Ahlen
Biogas-Fernwärme für Tönnishäuschen?

Donnerstag, 01.04.2010, 18:04 Uhr

Tönnishäuschen - Vier Landwirte aus Wessenhorst planen derzeit, gemeinsam eine Biogasanlage zu errichten. Ein Projekt, von dem Ahlens kleinster Ortsteil profitieren könnte, glaubt Andreas Stapel : „Es gibt die Idee, dass Tönnishäuschen die Abwärme nutzen kann“, sagte er jetzt bei der Jahreshauptversammlung des Vereins „Unser Dorf“.

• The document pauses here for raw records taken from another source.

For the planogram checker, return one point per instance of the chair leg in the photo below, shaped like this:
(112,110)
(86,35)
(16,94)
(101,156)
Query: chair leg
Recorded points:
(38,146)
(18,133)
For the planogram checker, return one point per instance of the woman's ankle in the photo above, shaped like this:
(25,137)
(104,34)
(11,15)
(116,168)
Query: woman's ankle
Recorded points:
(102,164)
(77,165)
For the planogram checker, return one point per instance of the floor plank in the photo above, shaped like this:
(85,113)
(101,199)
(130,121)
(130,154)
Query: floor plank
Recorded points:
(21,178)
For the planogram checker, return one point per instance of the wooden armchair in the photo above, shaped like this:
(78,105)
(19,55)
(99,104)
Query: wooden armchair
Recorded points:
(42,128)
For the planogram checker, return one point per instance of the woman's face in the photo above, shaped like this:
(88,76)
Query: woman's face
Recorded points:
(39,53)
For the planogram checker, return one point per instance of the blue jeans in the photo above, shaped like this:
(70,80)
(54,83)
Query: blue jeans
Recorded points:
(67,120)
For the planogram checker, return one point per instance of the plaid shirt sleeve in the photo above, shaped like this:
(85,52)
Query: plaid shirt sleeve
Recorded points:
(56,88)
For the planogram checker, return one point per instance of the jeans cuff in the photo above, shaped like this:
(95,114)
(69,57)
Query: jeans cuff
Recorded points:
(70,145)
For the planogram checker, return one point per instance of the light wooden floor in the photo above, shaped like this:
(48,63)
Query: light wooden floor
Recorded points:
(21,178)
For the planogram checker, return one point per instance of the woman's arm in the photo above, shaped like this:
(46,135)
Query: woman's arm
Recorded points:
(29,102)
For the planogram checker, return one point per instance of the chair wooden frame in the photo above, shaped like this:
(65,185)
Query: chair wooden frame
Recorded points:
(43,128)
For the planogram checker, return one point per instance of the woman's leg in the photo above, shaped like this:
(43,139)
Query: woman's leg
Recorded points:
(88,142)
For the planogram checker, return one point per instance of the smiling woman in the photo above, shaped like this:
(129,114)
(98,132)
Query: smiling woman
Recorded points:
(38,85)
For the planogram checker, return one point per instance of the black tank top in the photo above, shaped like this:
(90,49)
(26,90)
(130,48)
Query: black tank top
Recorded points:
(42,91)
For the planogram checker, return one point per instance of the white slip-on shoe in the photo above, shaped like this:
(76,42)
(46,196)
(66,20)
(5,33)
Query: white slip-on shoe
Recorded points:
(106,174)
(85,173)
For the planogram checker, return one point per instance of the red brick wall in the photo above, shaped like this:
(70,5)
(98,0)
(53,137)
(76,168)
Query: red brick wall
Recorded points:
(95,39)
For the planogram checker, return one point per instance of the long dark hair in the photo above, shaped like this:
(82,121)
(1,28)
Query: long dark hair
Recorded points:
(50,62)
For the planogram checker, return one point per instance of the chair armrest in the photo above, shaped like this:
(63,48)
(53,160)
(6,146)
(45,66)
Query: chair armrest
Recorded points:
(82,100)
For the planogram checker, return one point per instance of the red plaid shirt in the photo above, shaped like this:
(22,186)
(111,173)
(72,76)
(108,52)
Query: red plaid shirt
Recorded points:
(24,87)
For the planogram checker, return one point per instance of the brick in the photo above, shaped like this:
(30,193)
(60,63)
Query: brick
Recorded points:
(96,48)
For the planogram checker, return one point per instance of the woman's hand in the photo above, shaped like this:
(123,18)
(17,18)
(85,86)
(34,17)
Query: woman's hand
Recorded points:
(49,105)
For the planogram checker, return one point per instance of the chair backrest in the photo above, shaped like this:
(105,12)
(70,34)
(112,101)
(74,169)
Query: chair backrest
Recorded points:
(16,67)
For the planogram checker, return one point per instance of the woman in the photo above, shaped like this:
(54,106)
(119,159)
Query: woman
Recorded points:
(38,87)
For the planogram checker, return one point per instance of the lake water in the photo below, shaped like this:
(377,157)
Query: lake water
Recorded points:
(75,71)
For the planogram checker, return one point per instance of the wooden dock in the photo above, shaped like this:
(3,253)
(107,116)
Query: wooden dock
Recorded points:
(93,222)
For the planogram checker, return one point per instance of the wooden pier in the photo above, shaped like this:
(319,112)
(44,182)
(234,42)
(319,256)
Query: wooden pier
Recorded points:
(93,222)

Während Biogas-Projekte in Vorhelm und Umgebung sonst eher kontroverse Diskussionen hervorrufen, herrschte in der Kapellengemeinde am Mittwochabend deutliche Einigkeit darüber, dass das Wessenhorster Projekt keine Nachteile für das Dorf mit sich bringen würde. „Wir reden hier ja auch über eine völlig andere Größenordnung als am Bosenberg“, so Stapel, der im Dorf-Vereinsvorstand als Beisitzer aktiv ist. Auch das Genehmigungsverfahren sei in Wessenhorst unkomplizierter, so dass die künftigen Betreiber fest damit rechnen, noch im Laufe dieses Jahres startklar zu sein.

Es soll sich um eine Anlage mit 400 Kilowattstunden (KW) elektrischer Leistung handeln. Mit der Abwärme der Stromerzeugung bleibt neben der für den Gärprozess notwendigen Prozesswärme einiges übrig. „100 bis 200 KW Abwärme benötigen die Betreiber selbst, über 200 KW wären sozusagen ohne Verwendung.“ Da ein normaler Haushalt etwa 15 bis 20 KW benötige, könnten um die 20 Häuser in Tönnishäuschen mit Fernwärme versorgt werden, sicher nicht das ganze Kapellendorf.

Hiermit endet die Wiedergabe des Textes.